Quello di Daxing è stato uno dei primi centri per programmi riabilitativi nel suo genere: ormai ce ne sono centinaia in tutto il mondo (il primo degli Stati Uniti è stato recentemente aperto in Pennsylvania). Come si vede dal trailer, l’ambiente sembra quello tipico di un campo militare e fin da subito risulta chiaro come i ragazzi – tutti maschi, in tuta mimetica, costretti in celle che somigliano molto a quelle di un carcere – siano stati spinti con la forza dai genitori a entrare nel centro.

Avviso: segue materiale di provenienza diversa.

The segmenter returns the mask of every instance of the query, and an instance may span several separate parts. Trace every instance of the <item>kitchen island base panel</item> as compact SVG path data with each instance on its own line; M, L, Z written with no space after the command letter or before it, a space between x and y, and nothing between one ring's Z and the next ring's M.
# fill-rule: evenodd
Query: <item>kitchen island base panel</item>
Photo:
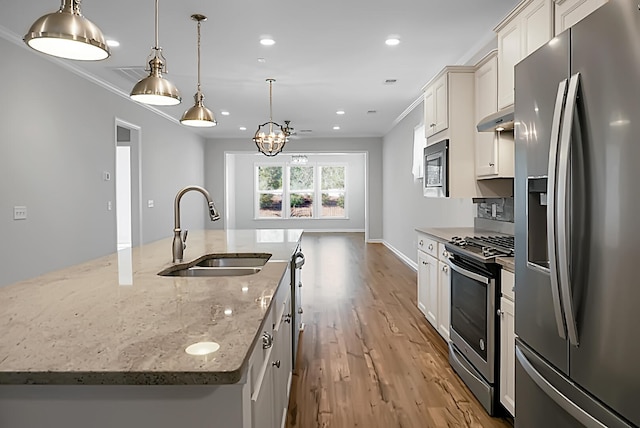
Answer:
M249 384L0 385L0 427L250 427Z

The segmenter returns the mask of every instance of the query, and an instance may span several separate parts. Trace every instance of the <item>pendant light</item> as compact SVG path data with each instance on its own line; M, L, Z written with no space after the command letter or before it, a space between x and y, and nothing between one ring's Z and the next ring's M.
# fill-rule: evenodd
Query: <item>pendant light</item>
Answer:
M206 21L207 17L204 15L191 15L191 19L198 21L198 89L193 96L195 99L195 105L189 110L185 111L182 115L180 122L187 126L196 127L211 127L216 126L218 123L213 117L211 110L204 106L204 95L200 90L200 25L202 21Z
M102 31L80 12L80 0L62 0L60 10L41 16L24 41L42 53L80 61L111 55Z
M143 104L159 106L173 106L180 104L180 91L162 73L167 72L166 59L162 55L162 48L158 43L158 0L156 2L156 44L149 55L149 75L136 83L131 91L131 99Z
M287 132L282 126L273 121L273 82L275 82L275 79L267 79L267 82L269 82L269 121L258 126L253 141L256 143L260 153L272 157L280 153L284 148L287 142ZM269 125L269 133L261 130L267 125ZM274 126L276 130L280 128L277 134L273 130Z

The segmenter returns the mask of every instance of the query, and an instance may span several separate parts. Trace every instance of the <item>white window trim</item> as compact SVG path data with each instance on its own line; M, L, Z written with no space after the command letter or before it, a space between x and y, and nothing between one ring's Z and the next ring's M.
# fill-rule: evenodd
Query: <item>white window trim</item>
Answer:
M290 207L290 195L291 189L289 188L289 174L290 168L292 166L309 166L313 167L313 216L312 217L291 217L291 207ZM345 171L344 177L344 217L323 217L322 216L322 180L320 170L322 167L333 167L339 166L343 167ZM260 175L258 174L259 167L280 167L282 168L282 211L281 217L260 217L260 194L262 193L273 193L279 194L279 191L261 191L259 190L259 180ZM349 206L348 206L348 163L346 162L309 162L306 165L294 164L291 162L255 162L253 165L253 175L254 175L254 189L253 189L253 201L254 201L254 210L253 210L253 219L254 220L265 220L265 221L282 221L282 220L301 220L301 221L311 221L311 220L349 220ZM328 189L327 189L328 190ZM304 190L296 190L294 193L304 192Z

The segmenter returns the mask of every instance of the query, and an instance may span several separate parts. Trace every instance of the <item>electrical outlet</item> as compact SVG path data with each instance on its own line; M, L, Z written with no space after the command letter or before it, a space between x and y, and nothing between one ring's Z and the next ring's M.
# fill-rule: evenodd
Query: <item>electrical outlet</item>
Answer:
M27 219L27 207L13 207L13 219L14 220L26 220Z

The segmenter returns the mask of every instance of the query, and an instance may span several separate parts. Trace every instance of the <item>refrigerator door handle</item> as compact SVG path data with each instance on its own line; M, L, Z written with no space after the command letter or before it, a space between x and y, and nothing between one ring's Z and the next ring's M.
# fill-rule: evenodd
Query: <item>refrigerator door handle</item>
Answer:
M540 388L549 398L551 398L558 406L562 407L567 413L573 416L578 422L587 428L607 428L606 425L591 416L589 413L581 409L577 404L567 398L562 392L558 391L548 380L537 371L529 362L527 357L522 353L516 345L516 358L522 365L522 368L529 375L531 380Z
M569 342L578 346L578 327L576 325L576 313L573 307L571 282L569 277L569 236L567 234L568 219L568 193L569 193L569 156L571 148L571 133L573 131L573 118L576 113L578 100L578 88L580 86L580 73L571 76L567 91L567 103L562 119L562 137L560 139L558 153L558 198L557 203L557 242L558 242L558 274L560 277L560 291L564 307L564 317L567 323Z
M547 251L549 254L549 276L551 279L551 296L553 300L553 312L556 317L558 336L566 339L562 303L560 302L560 285L558 283L558 261L556 258L556 170L558 167L558 145L560 138L560 118L567 93L567 81L562 80L558 84L556 102L553 109L553 121L551 122L551 141L549 148L549 168L547 175Z

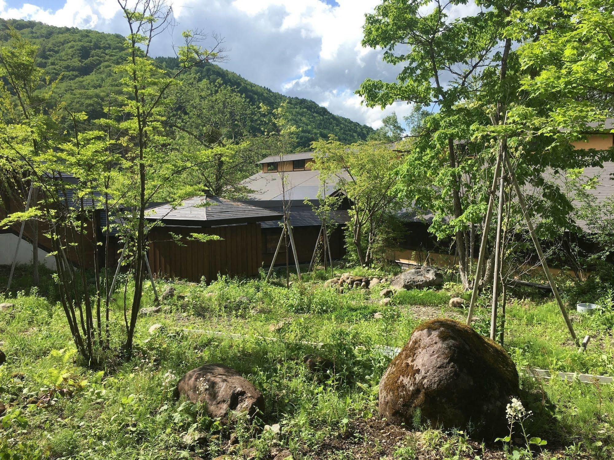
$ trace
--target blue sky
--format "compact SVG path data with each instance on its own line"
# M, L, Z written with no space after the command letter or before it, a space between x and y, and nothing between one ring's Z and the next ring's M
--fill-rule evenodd
M379 0L167 1L177 26L156 38L154 54L173 55L181 31L204 29L225 37L223 67L274 91L375 128L393 110L400 118L411 111L403 103L369 109L354 94L365 78L391 81L399 70L360 45L364 15ZM117 0L0 0L0 17L126 33Z

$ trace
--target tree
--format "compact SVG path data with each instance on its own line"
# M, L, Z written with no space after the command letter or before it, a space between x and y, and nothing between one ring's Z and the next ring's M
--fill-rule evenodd
M464 3L384 0L373 13L367 15L363 45L383 48L386 62L404 66L395 82L367 79L362 83L357 93L367 105L383 107L403 101L436 105L442 114L451 116L456 104L470 97L472 78L485 64L496 40L491 28L480 23L484 13L450 17L451 9ZM424 10L427 12L423 13ZM440 123L439 128L440 137L446 139L448 162L445 167L437 162L437 167L448 178L444 193L449 193L452 202L450 225L454 228L459 274L463 285L468 287L469 236L461 218L462 159L454 143L464 138L452 123Z
M370 265L378 250L385 250L386 224L402 207L392 192L402 159L378 141L347 145L330 139L311 145L313 169L321 172L321 180L336 182L350 203L348 229L358 261Z
M393 112L382 118L382 126L369 134L367 140L379 140L382 142L396 142L403 139L405 130L398 122L397 113Z
M126 321L127 337L124 345L126 356L130 358L142 297L147 204L157 194L173 195L180 201L192 191L177 187L171 182L181 169L169 161L169 140L163 130L165 96L170 88L179 84L177 79L182 74L204 63L221 58L221 40L216 39L211 50L204 49L198 44L204 36L198 32L184 32L185 44L177 50L179 67L168 72L157 66L149 55L153 39L168 26L172 9L163 0L138 0L133 7L127 0L118 0L118 2L130 31L127 44L129 56L116 70L123 75L121 81L125 96L122 110L125 116L117 128L126 133L123 156L128 163L123 187L118 191L120 191L119 196L125 197L127 209L130 210L127 221L135 246L134 289L130 320L126 318ZM165 189L163 192L161 191L163 189Z
M236 198L245 194L241 182L256 171L262 152L250 139L262 117L236 88L190 75L172 88L168 123L186 163L185 179L200 182L209 193Z
M14 30L10 35L10 41L0 48L0 76L7 82L1 87L2 177L3 182L21 183L40 193L28 210L10 214L0 226L29 219L43 225L58 267L60 303L75 345L81 356L95 366L98 360L95 349L104 345L99 278L96 270L92 295L86 280L84 243L89 229L85 224L94 221L91 203L93 187L96 186L99 177L95 165L106 156L105 133L80 135L77 123L85 117L71 114L74 137L63 140L58 137L57 110L48 109L45 104L54 83L36 65L38 47ZM77 183L64 180L62 176L67 174L78 178ZM95 248L96 232L92 234ZM68 263L68 258L77 262L76 269ZM95 254L93 258L95 264Z

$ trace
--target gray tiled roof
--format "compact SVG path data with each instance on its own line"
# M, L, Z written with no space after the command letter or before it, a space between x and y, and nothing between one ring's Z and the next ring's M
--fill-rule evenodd
M614 129L614 118L608 117L604 121L593 121L586 123L586 126L600 131L605 129Z
M276 211L281 215L283 214L282 205L279 201L266 202L265 205L268 209ZM333 211L331 217L338 224L344 224L349 220L348 211L342 209ZM263 222L260 224L260 226L262 228L274 228L279 227L280 222L281 220L279 220ZM290 206L290 222L293 227L319 226L322 225L322 221L316 215L313 208L300 201L292 203Z
M279 161L293 161L295 159L309 159L313 158L313 151L303 151L300 153L289 153L284 155L283 158L279 155L273 155L267 156L264 159L258 162L258 164L263 163L275 163Z
M546 169L543 177L546 182L558 185L562 193L565 193L567 190L565 183L568 179L564 172L556 174L552 169ZM594 177L597 178L598 183L594 189L586 190L586 193L594 196L597 204L603 203L608 199L614 199L614 162L604 162L603 167L596 166L584 168L584 172L580 180L582 182L585 182L588 179ZM525 196L532 195L538 197L543 193L541 188L529 185L526 185L523 188ZM571 199L573 197L570 196L569 197ZM581 205L581 203L578 201L572 201L572 202L577 208ZM410 221L426 222L427 223L431 223L434 217L430 211L424 211L411 207L402 210L399 212L398 216L402 219ZM589 228L585 221L577 220L576 224L585 231L591 231L591 229Z
M342 174L347 178L348 175ZM317 199L320 188L319 171L288 171L284 173L286 181L286 196L289 200ZM330 179L325 188L327 196L336 191L339 179ZM282 175L277 172L258 172L241 182L254 191L248 194L250 201L281 200Z
M146 218L169 224L216 225L276 220L280 217L274 211L219 196L195 196L184 200L178 206L166 204L152 208L148 210Z

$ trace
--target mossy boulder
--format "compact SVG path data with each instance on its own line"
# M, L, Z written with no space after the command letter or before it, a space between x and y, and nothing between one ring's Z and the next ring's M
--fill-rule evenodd
M435 319L416 328L379 383L379 412L411 426L417 420L492 441L507 429L505 407L519 393L503 347L465 324Z

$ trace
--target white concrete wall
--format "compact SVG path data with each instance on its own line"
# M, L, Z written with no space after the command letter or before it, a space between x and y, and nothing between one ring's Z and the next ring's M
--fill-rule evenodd
M0 234L0 265L10 265L13 263L15 248L17 245L19 237L12 233ZM50 270L55 270L55 259L49 255L49 253L39 248L39 262L44 264ZM32 244L25 240L21 240L17 253L18 264L32 263Z

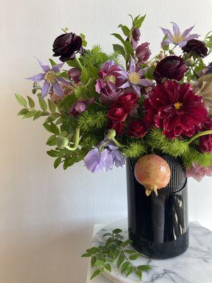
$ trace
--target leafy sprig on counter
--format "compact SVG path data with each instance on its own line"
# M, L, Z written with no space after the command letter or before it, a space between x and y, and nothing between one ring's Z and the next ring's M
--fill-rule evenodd
M132 241L124 241L122 232L122 230L116 229L111 233L106 233L103 235L105 238L104 246L89 248L82 255L82 258L91 258L91 267L95 269L90 279L105 271L111 272L113 263L116 263L121 272L125 274L126 277L134 273L140 280L142 279L142 272L151 269L149 265L136 266L132 262L145 255L129 248L126 248Z

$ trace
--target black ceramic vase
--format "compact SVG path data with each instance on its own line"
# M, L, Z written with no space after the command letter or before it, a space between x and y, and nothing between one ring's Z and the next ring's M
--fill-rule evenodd
M169 184L158 196L146 195L134 176L136 160L126 162L129 236L132 246L153 258L170 258L189 246L187 180L181 158L161 155L169 163Z

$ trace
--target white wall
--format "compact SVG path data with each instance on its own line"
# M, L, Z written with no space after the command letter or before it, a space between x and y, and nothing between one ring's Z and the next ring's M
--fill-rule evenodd
M41 121L16 117L13 93L28 95L23 78L39 72L34 59L52 56L52 45L69 27L90 45L112 51L110 34L126 16L147 13L141 40L159 50L159 25L175 21L195 32L211 30L211 0L0 0L0 282L84 283L94 223L126 216L125 168L90 173L83 163L54 170L45 154ZM189 214L212 229L211 179L189 180Z

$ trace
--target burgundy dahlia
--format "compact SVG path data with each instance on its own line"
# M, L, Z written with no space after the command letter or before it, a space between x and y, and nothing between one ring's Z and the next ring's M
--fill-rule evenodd
M147 129L142 120L131 121L126 129L126 134L129 137L139 138L145 136Z
M158 63L153 77L158 83L164 79L180 81L188 70L183 59L175 55L167 56Z
M53 43L53 56L59 56L61 62L73 59L75 52L82 47L82 39L75 33L64 33L56 38Z
M202 129L207 131L212 129L212 119L207 117L204 122ZM201 152L212 152L212 134L206 134L199 138L199 149Z
M194 54L200 56L202 58L208 54L208 48L206 47L205 42L198 40L189 40L182 50L184 52L191 52L192 54L194 53Z
M189 83L172 81L153 88L144 105L145 122L162 129L168 139L192 137L201 129L208 114L201 96L195 95Z

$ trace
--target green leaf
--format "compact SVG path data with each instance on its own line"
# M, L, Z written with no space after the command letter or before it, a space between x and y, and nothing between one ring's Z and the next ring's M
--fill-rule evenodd
M23 96L21 96L18 93L15 93L15 96L16 96L16 100L18 101L18 103L20 104L20 106L27 107L28 103Z
M31 118L32 117L34 117L35 113L35 110L28 111L25 115L23 116L23 119Z
M111 272L112 268L111 268L111 265L110 263L106 263L106 265L105 265L105 270L109 271L109 272Z
M123 247L126 247L126 246L128 246L128 245L129 245L131 243L132 243L132 241L128 239L128 240L125 241L124 242L122 243L121 245L120 245L120 247L122 247L122 248Z
M129 255L129 259L131 260L137 260L139 258L141 257L139 253L135 253L134 255Z
M59 134L59 130L58 127L54 123L51 122L49 124L43 124L44 127L49 132L58 135Z
M117 265L117 267L119 268L119 266L124 262L125 260L125 256L123 255L123 253L121 253L121 255L119 256Z
M148 271L151 269L151 267L149 265L139 265L137 269L141 271Z
M46 144L48 144L49 146L56 146L57 142L57 137L53 134L53 136L51 136L49 137L49 139L47 141Z
M23 108L18 112L17 115L21 116L21 115L23 115L28 113L28 112L29 112L29 110L28 110L28 108Z
M61 157L57 157L57 158L55 159L54 162L54 168L56 169L59 164L61 163Z
M112 233L114 234L118 234L118 233L122 233L122 232L123 232L122 230L122 229L119 229L112 230Z
M115 52L120 54L121 55L122 55L124 57L125 57L126 53L125 53L125 50L123 47L123 46L120 45L112 45L113 46L113 50Z
M27 98L28 98L28 100L30 108L35 108L35 102L33 101L33 100L30 96L28 96Z
M142 279L142 271L137 269L136 271L136 275L139 277L139 280L141 280L141 279Z
M54 113L56 111L56 105L54 102L51 100L51 99L48 99L48 106L50 112L52 112L52 113Z
M39 101L39 105L40 105L40 107L41 108L41 109L43 111L47 111L47 105L45 100L40 96L38 96L38 101Z
M114 36L116 38L119 40L122 44L124 45L126 41L124 40L124 38L120 35L119 33L112 33L112 35Z
M90 277L90 280L92 280L94 277L98 276L100 273L101 273L101 270L95 270Z

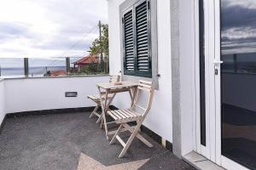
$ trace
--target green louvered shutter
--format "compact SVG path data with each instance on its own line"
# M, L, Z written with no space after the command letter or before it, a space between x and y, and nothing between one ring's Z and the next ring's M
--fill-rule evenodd
M135 7L136 20L136 72L151 77L149 2Z
M123 15L124 29L124 70L125 74L135 73L134 26L132 9Z

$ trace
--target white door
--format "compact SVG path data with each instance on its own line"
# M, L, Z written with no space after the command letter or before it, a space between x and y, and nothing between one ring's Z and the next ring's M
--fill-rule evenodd
M256 169L256 1L195 2L196 151Z
M256 1L215 0L214 18L216 162L256 169Z
M214 1L195 2L196 151L215 162Z

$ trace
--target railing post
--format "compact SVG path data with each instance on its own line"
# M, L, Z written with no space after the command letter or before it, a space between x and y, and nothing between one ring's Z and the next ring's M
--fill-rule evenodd
M24 75L25 76L28 76L28 58L24 58Z
M69 74L69 72L70 72L70 58L69 57L66 57L66 71L67 71L67 73Z
M237 72L237 54L236 54L233 55L233 60L234 60L234 71L235 72Z

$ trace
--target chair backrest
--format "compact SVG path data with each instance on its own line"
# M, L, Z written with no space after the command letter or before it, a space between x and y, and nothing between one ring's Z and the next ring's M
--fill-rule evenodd
M139 97L143 92L143 94L148 95L148 100L146 101L146 107L141 106L139 102ZM131 106L132 110L137 110L137 108L143 110L143 113L142 115L143 117L145 117L151 109L153 97L154 97L154 87L152 82L140 80L137 87L137 93L135 98L134 105Z

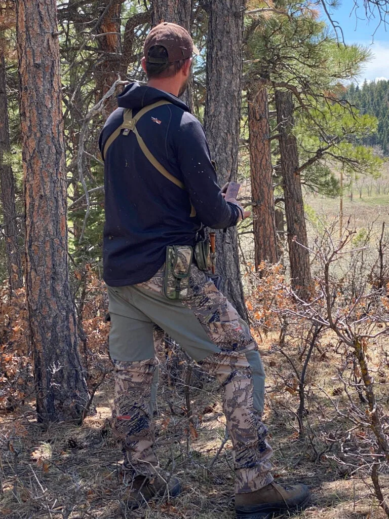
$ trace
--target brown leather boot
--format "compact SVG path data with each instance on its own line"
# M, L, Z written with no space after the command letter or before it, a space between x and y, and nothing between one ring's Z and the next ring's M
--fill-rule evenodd
M162 479L157 475L153 477L135 476L131 480L127 476L126 480L129 489L125 500L127 506L132 510L145 504L154 497L175 497L181 491L179 482L176 477L172 476L166 476Z
M273 513L302 510L310 493L305 485L282 487L274 482L255 492L235 495L238 519L270 519Z

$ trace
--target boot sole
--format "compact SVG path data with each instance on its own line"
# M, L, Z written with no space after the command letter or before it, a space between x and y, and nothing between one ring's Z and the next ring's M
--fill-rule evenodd
M274 514L297 513L306 508L310 501L311 496L308 496L302 503L290 508L264 504L256 507L257 509L253 512L237 510L237 519L272 519Z

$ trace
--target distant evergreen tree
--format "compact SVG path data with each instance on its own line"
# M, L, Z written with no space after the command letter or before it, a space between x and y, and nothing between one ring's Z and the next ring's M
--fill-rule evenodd
M364 137L361 143L379 146L384 155L389 155L389 80L368 83L365 79L360 87L352 83L344 93L344 99L362 114L374 115L378 119L377 133Z

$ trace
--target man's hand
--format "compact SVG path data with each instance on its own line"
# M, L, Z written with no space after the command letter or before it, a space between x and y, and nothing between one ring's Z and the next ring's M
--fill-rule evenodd
M235 206L239 206L239 207L242 210L242 211L239 211L239 216L238 218L238 222L240 222L242 220L242 213L243 213L243 218L248 218L249 216L251 216L251 211L245 211L243 208L241 206L240 203L238 201L236 198L226 198L226 195L225 193L221 194L221 196L223 197L224 199L226 202L231 202L231 203L234 203Z

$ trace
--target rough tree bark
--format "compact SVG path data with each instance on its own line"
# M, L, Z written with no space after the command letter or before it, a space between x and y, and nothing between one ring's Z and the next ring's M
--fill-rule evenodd
M297 141L293 134L293 99L291 92L276 90L275 108L280 134L281 155L286 230L293 286L304 296L312 284L307 227L299 167ZM301 245L303 247L301 247Z
M96 28L98 47L101 52L96 66L96 101L100 101L118 79L123 67L120 43L120 15L124 0L106 0L101 3L100 19ZM102 35L105 34L105 36ZM106 118L117 108L112 96L106 103L103 116Z
M261 262L275 263L277 259L266 87L260 81L253 82L247 89L247 99L255 268L257 270Z
M161 21L178 23L190 34L191 29L192 0L152 0L151 24L155 26ZM186 91L181 96L193 112L193 85L189 83Z
M39 421L79 418L88 400L67 264L65 144L55 0L18 0L26 290Z
M3 162L5 153L11 151L8 127L8 106L6 90L5 60L0 45L0 197L4 218L7 267L10 296L23 286L20 251L18 243L18 225L15 204L15 185L12 168Z
M204 128L220 184L235 180L238 171L241 99L242 40L245 2L210 0ZM237 230L216 235L217 270L223 291L247 318L240 276Z

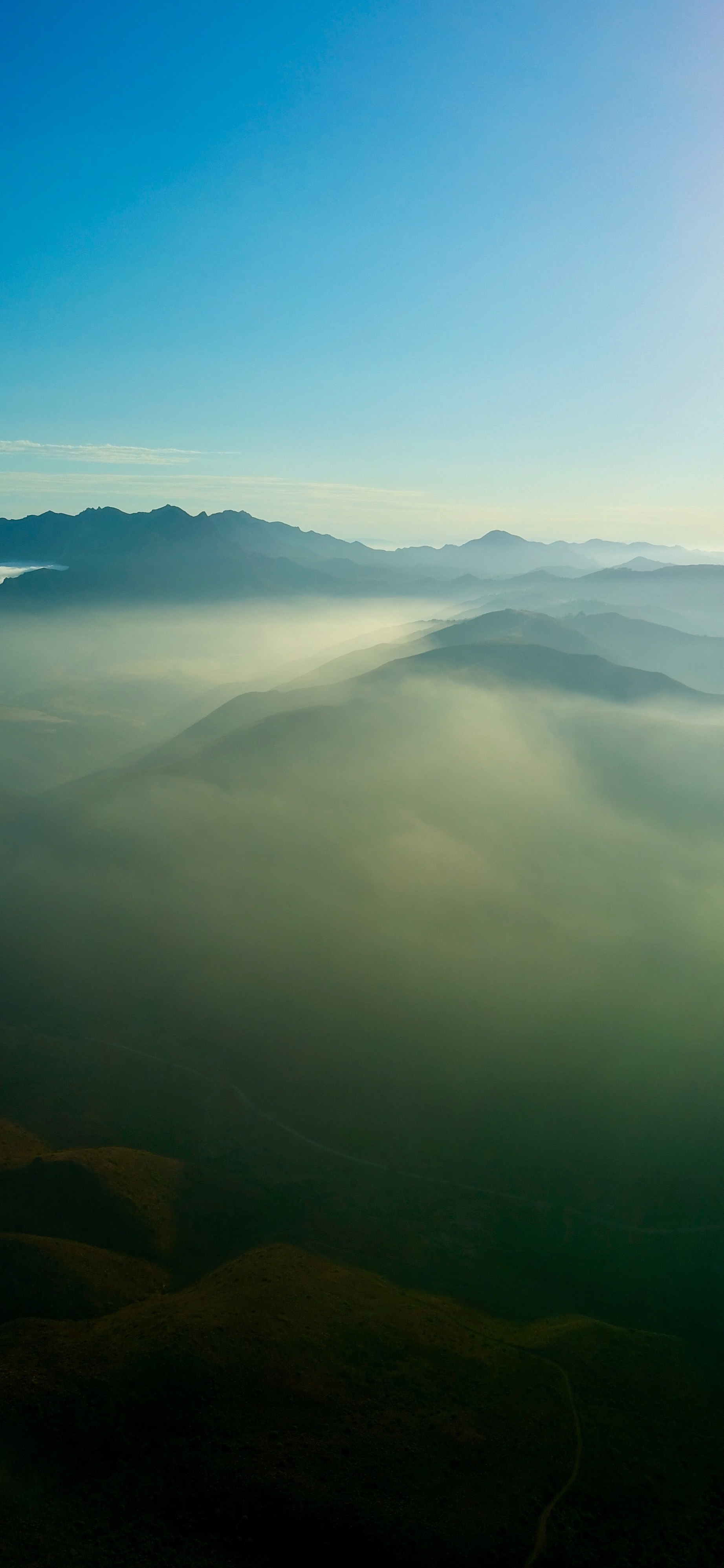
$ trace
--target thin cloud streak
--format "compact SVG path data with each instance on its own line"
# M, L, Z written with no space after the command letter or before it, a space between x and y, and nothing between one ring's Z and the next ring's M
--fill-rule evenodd
M102 445L74 445L55 441L0 441L0 456L24 458L66 458L69 463L149 463L168 466L187 463L190 458L201 458L206 453L181 447L116 447L112 442Z

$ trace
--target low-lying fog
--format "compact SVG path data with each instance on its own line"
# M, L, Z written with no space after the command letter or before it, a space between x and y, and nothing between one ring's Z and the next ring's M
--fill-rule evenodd
M722 771L716 715L366 677L11 820L5 1013L372 1159L718 1223Z
M0 597L0 790L52 789L236 691L292 681L444 613L430 601L292 599L19 615Z

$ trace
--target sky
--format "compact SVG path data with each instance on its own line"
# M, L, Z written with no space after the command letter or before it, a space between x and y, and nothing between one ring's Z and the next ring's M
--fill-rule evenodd
M724 544L719 0L6 6L0 514Z

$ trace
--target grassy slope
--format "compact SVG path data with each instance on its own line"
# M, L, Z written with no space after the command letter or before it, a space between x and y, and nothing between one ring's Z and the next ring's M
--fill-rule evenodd
M677 1341L580 1319L520 1330L289 1247L94 1323L0 1331L5 1430L75 1488L83 1560L104 1560L96 1515L132 1493L199 1554L251 1537L251 1560L275 1562L302 1529L322 1562L523 1563L575 1452L561 1366L584 1433L583 1529L562 1508L575 1560L623 1562L628 1540L631 1560L666 1560L718 1458ZM20 1499L11 1541L22 1523Z
M166 1272L143 1258L53 1236L0 1236L0 1320L99 1317L166 1284Z

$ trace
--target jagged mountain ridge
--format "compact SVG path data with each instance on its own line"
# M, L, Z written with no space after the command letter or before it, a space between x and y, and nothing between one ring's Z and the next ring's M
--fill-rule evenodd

Il film si concentra sulla storia di tre di questi ragazzi, dal giorno del loro arrivo nel centro e durante tutto il periodo di cura, della durata di 3 o 4 mesi, e racconta sia i motivi per cui sono finiti nel centro che il loro percorso di riabilitazione, spiegato dal professor Tao Ran, secondo cui “l’Occidente dovrebbe imparare dal suo metodo di ricerca”. Il trattamento comprende l’uso di farmaci, un rigido addestramento fisico di ispirazione militare (l’alimentazione e il sonno sono accuratamente regolati) e talvolta delle sedute che prevedono la presenza dei genitori. Alcune di queste tecniche sono usate in Cina anche per il trattamento di altri disturbi comportamentali, con lo scopo di aiutare i pazienti a “riconnettersi con la realtà”.
La particolarità del campo di Daxing è il fatto che i genitori abbiano la possibilità di stare coi propri figli – anche nel trailer le scene che hanno loro come protagonisti sono probabilmente quelle più dure e desolanti – ed è proprio attraverso l’interazione tra genitori e figli che si ottiene una maggiore comprensione del contesto socioculturale della dipendenza da Internet: c’è un padre che durante una seduta si apre a tal punto da confessare di essere molto spesso violento con suo figlio, una madre che racconta le ore di attesa all’esterno di un Internet café e un’altra madre che tenta di spiegare la solitudine di questi ragazzi e la loro naturale propensione a cercare relazioni online motivandola con la presenza in Cina delle leggi sulla procreazione, per cui molti di questi adolescenti si sentono soli, non avendo fratelli o sorelle.